Expecting at least some of it to be salvageable, I spent the first hour or so moving our collection of dried logs and tree stumps (which would be ideal for log fires, if we ever lit one in the dining room any more) from the shed to the wood store. Funny how a pile of wood looks fairly small until you try to move it. I adopted my usual mental approach to tasks of this kind: "each piece moved is one piece less to move" and sure enough when I surfaced from that self-imposed mental idle, the job was done and the shed looked considerably more capacious.
Nikki retrieved my crowbar and hammer from the study, and I set to lifting the boards, starting at the door end and working towards the house.

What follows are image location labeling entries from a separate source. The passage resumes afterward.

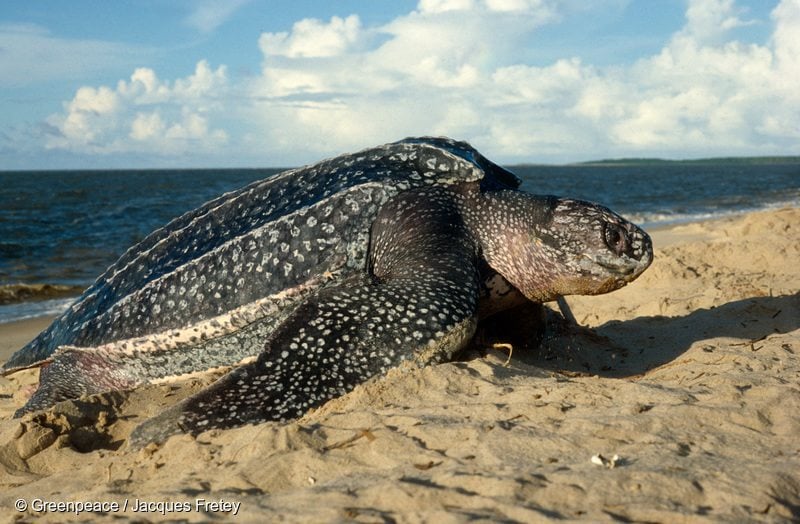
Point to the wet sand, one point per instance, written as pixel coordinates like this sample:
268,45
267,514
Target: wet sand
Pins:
690,376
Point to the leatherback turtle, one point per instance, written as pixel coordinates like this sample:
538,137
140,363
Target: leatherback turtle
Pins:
316,279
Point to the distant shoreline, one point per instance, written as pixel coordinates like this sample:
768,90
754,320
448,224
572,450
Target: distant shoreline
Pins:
616,162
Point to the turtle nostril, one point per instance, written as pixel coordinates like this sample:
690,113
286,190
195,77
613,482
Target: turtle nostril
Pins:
616,238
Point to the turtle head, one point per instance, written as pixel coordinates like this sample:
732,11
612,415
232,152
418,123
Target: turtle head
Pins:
548,246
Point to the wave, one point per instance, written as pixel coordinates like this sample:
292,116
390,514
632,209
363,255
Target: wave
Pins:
26,310
23,301
671,218
17,293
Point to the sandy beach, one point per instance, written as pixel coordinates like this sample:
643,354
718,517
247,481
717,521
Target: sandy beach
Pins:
676,399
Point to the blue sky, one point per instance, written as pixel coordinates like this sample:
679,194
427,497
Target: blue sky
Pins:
95,84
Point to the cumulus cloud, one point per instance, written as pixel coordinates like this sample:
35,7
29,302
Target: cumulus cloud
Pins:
143,114
443,69
458,67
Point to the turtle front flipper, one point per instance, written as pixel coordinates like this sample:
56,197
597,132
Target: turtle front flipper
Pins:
417,301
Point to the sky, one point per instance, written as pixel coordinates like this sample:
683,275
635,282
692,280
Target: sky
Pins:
250,83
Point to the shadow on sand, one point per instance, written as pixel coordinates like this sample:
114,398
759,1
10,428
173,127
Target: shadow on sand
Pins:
633,347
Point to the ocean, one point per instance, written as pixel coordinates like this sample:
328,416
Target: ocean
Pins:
59,230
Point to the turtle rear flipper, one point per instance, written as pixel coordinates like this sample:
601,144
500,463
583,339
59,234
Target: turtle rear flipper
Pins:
416,302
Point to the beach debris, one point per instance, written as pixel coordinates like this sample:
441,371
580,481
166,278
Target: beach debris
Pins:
509,347
610,463
34,439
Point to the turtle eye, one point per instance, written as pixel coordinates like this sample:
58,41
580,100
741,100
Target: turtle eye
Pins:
616,238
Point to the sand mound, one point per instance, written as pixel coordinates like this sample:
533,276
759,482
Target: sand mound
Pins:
689,376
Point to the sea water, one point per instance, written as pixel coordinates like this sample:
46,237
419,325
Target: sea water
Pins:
67,227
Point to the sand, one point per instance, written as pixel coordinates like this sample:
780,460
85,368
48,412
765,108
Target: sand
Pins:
684,387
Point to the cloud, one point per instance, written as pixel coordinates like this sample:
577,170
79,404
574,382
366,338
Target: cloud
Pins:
143,114
313,38
209,14
457,67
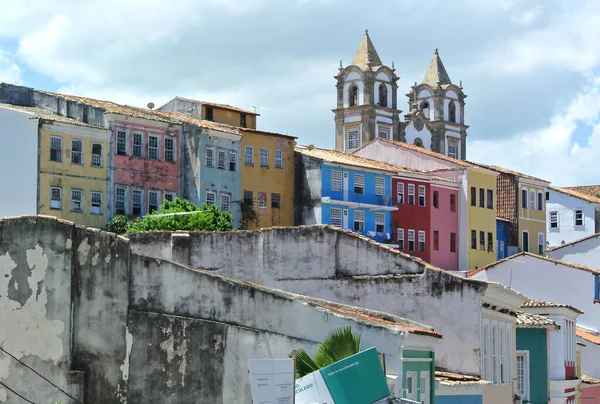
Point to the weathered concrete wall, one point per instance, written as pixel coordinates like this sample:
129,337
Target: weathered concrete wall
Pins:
336,265
104,325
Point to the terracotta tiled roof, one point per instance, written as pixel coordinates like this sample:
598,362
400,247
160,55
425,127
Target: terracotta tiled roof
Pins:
536,304
591,190
352,160
113,108
576,194
528,320
46,115
422,150
540,257
366,54
457,378
507,171
589,380
436,72
595,235
581,333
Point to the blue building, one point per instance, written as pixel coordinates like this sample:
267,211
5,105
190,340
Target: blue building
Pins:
502,238
211,165
344,190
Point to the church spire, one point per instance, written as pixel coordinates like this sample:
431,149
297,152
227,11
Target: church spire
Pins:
366,56
436,73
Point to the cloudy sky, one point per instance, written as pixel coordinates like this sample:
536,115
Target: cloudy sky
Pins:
530,68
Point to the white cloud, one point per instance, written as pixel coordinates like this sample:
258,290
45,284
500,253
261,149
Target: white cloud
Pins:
9,69
552,152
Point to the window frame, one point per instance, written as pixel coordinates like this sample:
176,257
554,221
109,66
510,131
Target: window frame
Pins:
399,193
157,194
74,208
140,146
59,158
411,194
152,148
422,198
118,150
358,182
379,222
379,186
334,217
79,153
171,151
400,238
125,190
96,210
57,206
264,157
356,220
134,192
411,239
333,180
249,155
275,201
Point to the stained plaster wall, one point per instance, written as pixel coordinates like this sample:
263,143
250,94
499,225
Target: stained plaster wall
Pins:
106,325
332,264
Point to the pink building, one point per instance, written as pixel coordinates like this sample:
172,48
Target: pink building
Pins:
145,156
444,223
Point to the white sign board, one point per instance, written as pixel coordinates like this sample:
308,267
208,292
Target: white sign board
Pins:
272,381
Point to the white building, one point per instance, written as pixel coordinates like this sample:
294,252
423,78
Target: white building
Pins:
550,280
571,215
19,161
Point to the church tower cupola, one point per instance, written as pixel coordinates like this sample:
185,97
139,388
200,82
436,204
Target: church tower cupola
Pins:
366,99
436,112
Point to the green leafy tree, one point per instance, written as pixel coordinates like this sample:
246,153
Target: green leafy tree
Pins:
338,345
170,218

The main reason? None of the floor had been protected from damp. I don't know who built that garage, or when, but they had a pretty strange idea of construction technique. The boards were carried on joists that rested on... earth. Yep, directly on the soil. In many cases these joists had rotted away to nothing - as you can see from the photo. When I tried to pick them up, they would fall apart leaving a trail of dust in the soil. Or they'd split in half, leaving the rotten half behind and me holding the chewed-up top half of damp, spongy timber.
These central joists had transferred their moisture to the floorboards, which were also in various stages of rot. Only at the edges, where the joists rested on a couple of courses of brick, made level with small pieces of slate, had the wood remained dry, but this had only stopped the rot - not the ravages of worm, beetle, and louse.